Several techniques are used to optimize distributed queries:
2.2.1 Semi-Join Strategy
Semi-join reduces the amount of data transferred between sites:
- Project the join column from one relation
- Send the projection to the site of the other relation
- Join the projection with the second relation
- Send the result back to the first site
- Join with the first relation
Example:
-- Need to join Employee (at Site 1) and Department (at Site 2)
-- Step 1: Project join column from Employee
π dept_id (Employee) -> Site 2
-- Step 2: Join with Department at Site 2
Result = Department ⋈ π dept_id (Employee)
-- Step 3: Send result back to Site 1
Result -> Site 1
-- Step 4: Join with Employee at Site 1
Final Result = Employee ⋈ Result
2.2.2 Join Strategies
Different join strategies can be used in distributed environments:
Nested Loop Join
- Suitable when one relation is small
- Can be executed at either site
- Example:
for each tuple r in R: for each tuple s in S: if r.join_attr = s.join_attr: output (r, s)
Hash Join
- Effective for larger relations
- Hash the smaller relation, scan the larger one
- Example:
1. Build hash table for relation R using join attribute 2. For each tuple in S, probe hash table 3. Output matching tuples
Ship-Whole Strategy
- Move entire relations to a single site
- Useful when network is fast or relations are small
- Example: Ship Department to Employee's site if Department is small
2.2.3 Cost Models for Distribution
Cost models account for both computation and communication costs:
Communication Cost
- Data transmission costs (proportional to data volume)
- Network latency (fixed cost per message)
- Example:
Cost = message_startup_cost + (data_size * transmission_cost)
Processing Cost
- CPU time for query execution
- I/O time for disk operations
- Example:
Cost = cpu_cost + io_cost
Total Cost
- Sum of communication and processing costs
- Example:
Total Cost = communication_cost + processing_cost
2.2.4 Query Execution Strategies
Different strategies can be used to execute distributed queries:
Data Shipping
- Move data to the site where the query originated
- Centralized execution but high data movement
- Example: Bring all Employee and Department data to the query site
Query Shipping
- Move the query (or subqueries) to the data sites
- Distributed execution with less data movement
- Example: Execute part of the query at the Employee site and part at the Department site
Hybrid Approach
- Combine data and query shipping based on costs
- Example: Ship small reference tables but process large fact tables in place
2.3 Distributed Transaction Processing
Distributed transactions span multiple sites and require careful coordination to maintain ACID properties.
2.3.1 Distributed Transaction Model
A distributed transaction model involves:
Transaction Manager (TM)
- Coordinates the execution of the distributed transaction
- Implements the atomic commit protocol
- One TM exists for each site participating in the transaction
Resource Manager (RM)
- Manages access to local data resources
- Provides local transaction operations (read, write)

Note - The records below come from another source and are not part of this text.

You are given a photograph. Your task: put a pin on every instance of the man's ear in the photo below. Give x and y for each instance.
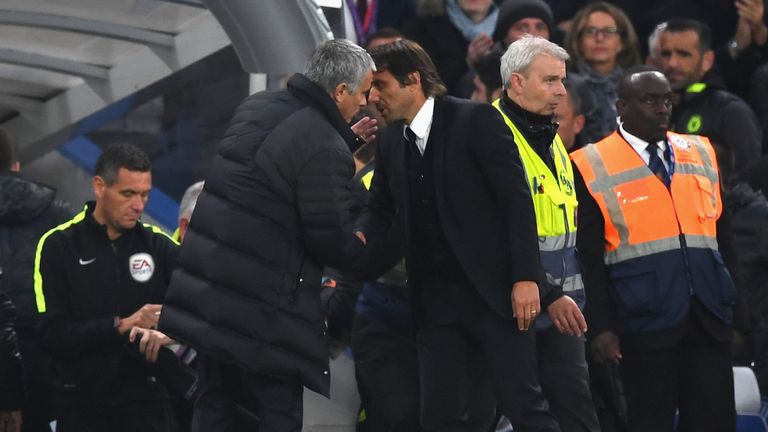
(414, 78)
(338, 92)
(578, 123)
(516, 82)
(707, 60)
(98, 186)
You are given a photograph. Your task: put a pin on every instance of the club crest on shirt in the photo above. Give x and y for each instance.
(679, 142)
(141, 266)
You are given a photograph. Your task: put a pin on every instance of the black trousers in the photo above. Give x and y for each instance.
(38, 407)
(232, 400)
(694, 376)
(460, 333)
(155, 416)
(387, 372)
(564, 376)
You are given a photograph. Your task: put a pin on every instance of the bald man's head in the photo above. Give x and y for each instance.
(645, 103)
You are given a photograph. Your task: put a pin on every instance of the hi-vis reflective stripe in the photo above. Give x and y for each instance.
(556, 243)
(367, 178)
(157, 230)
(39, 295)
(696, 88)
(627, 252)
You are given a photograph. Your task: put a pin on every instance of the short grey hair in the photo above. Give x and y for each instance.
(189, 200)
(338, 61)
(521, 53)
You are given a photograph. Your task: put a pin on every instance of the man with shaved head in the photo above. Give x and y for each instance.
(654, 244)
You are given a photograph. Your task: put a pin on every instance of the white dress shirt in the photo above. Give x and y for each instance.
(641, 145)
(422, 124)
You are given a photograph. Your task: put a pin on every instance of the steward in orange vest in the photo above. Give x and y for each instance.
(659, 295)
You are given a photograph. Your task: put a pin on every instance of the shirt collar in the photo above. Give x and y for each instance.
(423, 120)
(637, 143)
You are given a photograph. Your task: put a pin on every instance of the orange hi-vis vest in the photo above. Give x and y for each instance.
(660, 244)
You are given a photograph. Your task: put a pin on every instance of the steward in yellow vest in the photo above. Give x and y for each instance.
(660, 298)
(532, 91)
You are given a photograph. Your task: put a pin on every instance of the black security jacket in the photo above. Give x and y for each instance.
(83, 280)
(481, 194)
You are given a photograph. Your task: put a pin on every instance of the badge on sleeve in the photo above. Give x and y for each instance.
(141, 266)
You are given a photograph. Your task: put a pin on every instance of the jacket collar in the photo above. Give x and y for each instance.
(313, 95)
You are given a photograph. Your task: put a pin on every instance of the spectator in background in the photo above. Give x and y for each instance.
(469, 278)
(446, 35)
(27, 210)
(702, 105)
(518, 18)
(100, 279)
(660, 298)
(487, 81)
(654, 46)
(602, 44)
(11, 371)
(569, 115)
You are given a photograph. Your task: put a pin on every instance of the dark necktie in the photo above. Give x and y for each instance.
(410, 139)
(656, 164)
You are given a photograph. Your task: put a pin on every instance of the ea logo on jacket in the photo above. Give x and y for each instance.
(141, 266)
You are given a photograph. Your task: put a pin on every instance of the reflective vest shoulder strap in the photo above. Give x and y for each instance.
(38, 277)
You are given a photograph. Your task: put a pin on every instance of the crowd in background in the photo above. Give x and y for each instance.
(712, 52)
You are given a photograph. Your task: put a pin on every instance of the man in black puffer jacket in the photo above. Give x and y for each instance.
(274, 210)
(27, 211)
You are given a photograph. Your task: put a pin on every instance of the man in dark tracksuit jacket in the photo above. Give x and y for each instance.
(27, 210)
(96, 278)
(274, 210)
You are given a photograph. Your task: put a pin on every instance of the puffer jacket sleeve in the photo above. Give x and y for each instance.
(63, 336)
(323, 197)
(11, 389)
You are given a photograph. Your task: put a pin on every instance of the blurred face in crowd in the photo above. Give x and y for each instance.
(526, 26)
(646, 110)
(350, 102)
(600, 41)
(540, 88)
(476, 10)
(120, 205)
(681, 60)
(570, 122)
(397, 101)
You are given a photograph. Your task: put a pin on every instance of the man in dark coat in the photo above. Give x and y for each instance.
(27, 210)
(273, 211)
(451, 169)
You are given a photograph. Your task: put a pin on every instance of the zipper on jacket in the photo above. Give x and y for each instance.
(298, 281)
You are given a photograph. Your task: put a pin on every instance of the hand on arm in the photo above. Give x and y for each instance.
(605, 348)
(150, 343)
(147, 317)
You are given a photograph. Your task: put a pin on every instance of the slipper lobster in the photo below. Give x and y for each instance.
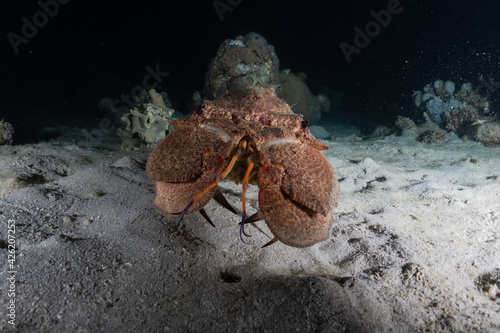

- Participates in the commit protocol
Transaction Coordinator (TC)
- One site is designated as the coordinator
- Initiates the commit protocol
- Collects votes and makes the final decision
Example of a distributed transaction:
-- Transaction spans two sites
BEGIN TRANSACTION;
-- At Site 1
UPDATE Account SET balance = balance - 1000 WHERE account_id = 101;
-- At Site 2
UPDATE Account SET balance = balance + 1000 WHERE account_id = 202;
COMMIT;
2.3.2 Distributed Concurrency Control
Distributed concurrency control extends traditional methods to work across multiple sites:
Centralized Approach
- One site acts as the central lock manager
- All lock requests go through the central site
- Simple but creates a bottleneck and single point of failure
Primary Copy Approach
- For each data item, one copy is designated as the primary
- Lock requests for an item go to its primary site
- Reduces contention but still has single points of failure for each item
Distributed Approach
- Lock management is distributed across sites
- Each site manages locks for its local data
- Requires protocols to prevent distributed deadlocks
Example of distributed two-phase locking:
-- Transaction T1 accessing data at Sites 1 and 2
-- At Site 1
Request and acquire lock on Account 101
-- At Site 2
Request and acquire lock on Account 202
-- Perform operations at both sites
-- Growing phase complete, begin shrinking phase
-- At commit time
Release locks at both sites
2.4 Distributed Deadlock
Distributed deadlocks occur when two or more transactions across multiple sites wait for each other in a cyclic manner.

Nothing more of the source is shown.